Gedanken, nachts, im Zug nach Hause | Diese saudämliche Floskel vonwegen - wenn das Leben dir Zitronen gibt, dann mach Limonade draus...!

Man könnte es ja auch mit Portal 2 halten und sagen: Wenn das Leben dir Zitronen gibt, dann verlange danach, den Manager zu sprechen. Sag, du willst die Zitronen nicht. Bitte um, nein, verlange nach einer Retoure! Bring das Leben dazu, die Zitronen zurückzunehmen. Aber auch so läuft das Leben nicht. Nirgendwo ist ein Kassenbon mit dem du einen riesigen Aufriss machen kannst. Nirgendwo ist eine Quittung.

Das Leben ist seine eigene Quittung.

Das Ding ist, es läuft doch eigentlich alles ganz anders ab.
Da kommst du daher und siehst einen schnieken Limonadenstand. Alles ist perfekt, aber der Inhaber ist ein absoluter Vollpfosten. Du fragst dich, wie er je einen Limonaden-Produzier-Abschluss geschafft hat, weil er mental die absolute Nulpe ist.
Du beginnst am Stand herumzulungern. Die Limonade schmeckt dir so gut, und der Stand ist so gemütlich... du fühlst dich wie zu Hause. Da ist diese komische Anziehung.

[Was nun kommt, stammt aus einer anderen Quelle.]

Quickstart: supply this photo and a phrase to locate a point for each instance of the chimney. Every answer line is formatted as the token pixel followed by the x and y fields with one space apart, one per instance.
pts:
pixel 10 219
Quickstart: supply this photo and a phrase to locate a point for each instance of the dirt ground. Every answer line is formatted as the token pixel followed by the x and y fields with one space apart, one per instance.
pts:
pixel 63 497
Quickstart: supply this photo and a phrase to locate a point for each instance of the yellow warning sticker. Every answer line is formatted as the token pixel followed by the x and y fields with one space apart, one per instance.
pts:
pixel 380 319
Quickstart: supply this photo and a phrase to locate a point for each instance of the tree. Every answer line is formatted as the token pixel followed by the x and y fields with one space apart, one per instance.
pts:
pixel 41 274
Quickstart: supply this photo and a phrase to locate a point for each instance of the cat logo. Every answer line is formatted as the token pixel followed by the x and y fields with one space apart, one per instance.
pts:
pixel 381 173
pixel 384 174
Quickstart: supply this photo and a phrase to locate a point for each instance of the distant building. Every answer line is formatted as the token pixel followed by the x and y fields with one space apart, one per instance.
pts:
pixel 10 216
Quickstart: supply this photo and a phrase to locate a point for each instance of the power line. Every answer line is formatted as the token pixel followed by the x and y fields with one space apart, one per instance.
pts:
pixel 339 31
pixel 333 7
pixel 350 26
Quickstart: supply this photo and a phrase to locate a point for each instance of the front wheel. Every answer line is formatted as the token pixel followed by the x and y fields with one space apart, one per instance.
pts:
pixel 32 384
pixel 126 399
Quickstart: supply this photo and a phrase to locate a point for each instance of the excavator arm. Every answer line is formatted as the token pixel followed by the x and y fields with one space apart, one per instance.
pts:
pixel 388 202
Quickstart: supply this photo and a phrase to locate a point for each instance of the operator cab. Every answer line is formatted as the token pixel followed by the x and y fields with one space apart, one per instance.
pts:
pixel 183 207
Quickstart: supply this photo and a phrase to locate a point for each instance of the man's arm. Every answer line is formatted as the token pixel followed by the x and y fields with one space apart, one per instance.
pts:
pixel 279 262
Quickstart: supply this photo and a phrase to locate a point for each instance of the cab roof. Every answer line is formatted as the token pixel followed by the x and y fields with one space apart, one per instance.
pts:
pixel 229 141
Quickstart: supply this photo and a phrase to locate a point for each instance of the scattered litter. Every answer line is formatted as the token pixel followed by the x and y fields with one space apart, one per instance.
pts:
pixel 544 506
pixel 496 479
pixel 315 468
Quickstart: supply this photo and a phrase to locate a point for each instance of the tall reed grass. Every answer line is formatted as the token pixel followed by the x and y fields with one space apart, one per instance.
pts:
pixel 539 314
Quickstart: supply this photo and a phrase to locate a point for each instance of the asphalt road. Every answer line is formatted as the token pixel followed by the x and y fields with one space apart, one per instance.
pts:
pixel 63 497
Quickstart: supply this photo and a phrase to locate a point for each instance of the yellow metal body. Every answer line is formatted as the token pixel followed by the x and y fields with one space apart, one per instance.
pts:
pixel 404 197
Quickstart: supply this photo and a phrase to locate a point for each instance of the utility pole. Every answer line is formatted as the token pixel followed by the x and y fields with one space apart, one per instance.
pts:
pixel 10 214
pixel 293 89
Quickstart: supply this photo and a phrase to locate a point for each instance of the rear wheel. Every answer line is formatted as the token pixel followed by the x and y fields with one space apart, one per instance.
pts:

Und dann, eines Tages, verlässt der Besitzer den Stand ganz kurz, weil Toilettenpause oder was weiß ich was. Du bist gerade da. Der Stand ist alleine. Es kommen andere potentielle Kunden vorbei und wundern sich, warum der schöne Stand alleine ist und niemand daran Limonade produziert. Unmut macht sich breit. Erste Kunden beginnen, interessiert hinter den Tresen zu spähen. Du gönnst den anderen Leuten den Stand nicht, weil du ihn selbst so toll findest, und klammheimlich hast du eh schon immer davon geträumt, ihn selbst zu bedienen.
Du schlenderst zaghaft hinter den Tresen. Du versuchst die Geräte zu benutzen. Erst traust du dich nicht so recht, doch dann läuft irgendwie alles wie von selbst. Es gibt keine technischen Fehler. Alles funktioniert. Du produzierst Limonade. Und herrje, ohne dich selbst loben zu wollen - die Limo schmeckt godlike. Die Kunden sind begeistert, wertschätzen das Ergebnis und bleiben was sie immer schon waren: Beobachter und Konsumenten aus der Ferne. Du passt zu dem Limonadenstand. Du bist eines mit dem Limonadenstand.

Der Vorbesitzer kommt zurück - in Hektik. Er habe seine Schicht vollkommen vergessen. Doch der Limonadenstand gehört nun dir. Du hast alle Rechte. Für andere ist der Zugang gesperrt. Der Limonadenstand funktioniert gar nicht mehr in Harmonie mit dem vorigen Inhaber; dieser hat keinen Zugriff mehr. Sie sind nun einfach inkompatibel. Du fragst dich kurz, ob du ein schlechtes Gewissen haben sollst. Aber dann denkst du - warum? Der Dulli hat sein Eigentum völlig unbeaufsichtigt im Ungewissen gelassen. Hättest du nicht gehandelt, hätten andere gehandelt. Und mit dir ist der Stand doch eh viel besser dran. Du wolltest ihn schon immer haben.

Angebot und Nachfrage,.. aber vor allem verdammt viel Glück, und sehr viel richtiges Timing. Verdammt viel Zufall, auch.

Leben halt.

Vielleicht hat die Floskel doch recht. Man muss nur einen Limonadenstand finden, der einem das optimale Setting bietet, um Limonade zu machen. Ohne großartige Umbauten.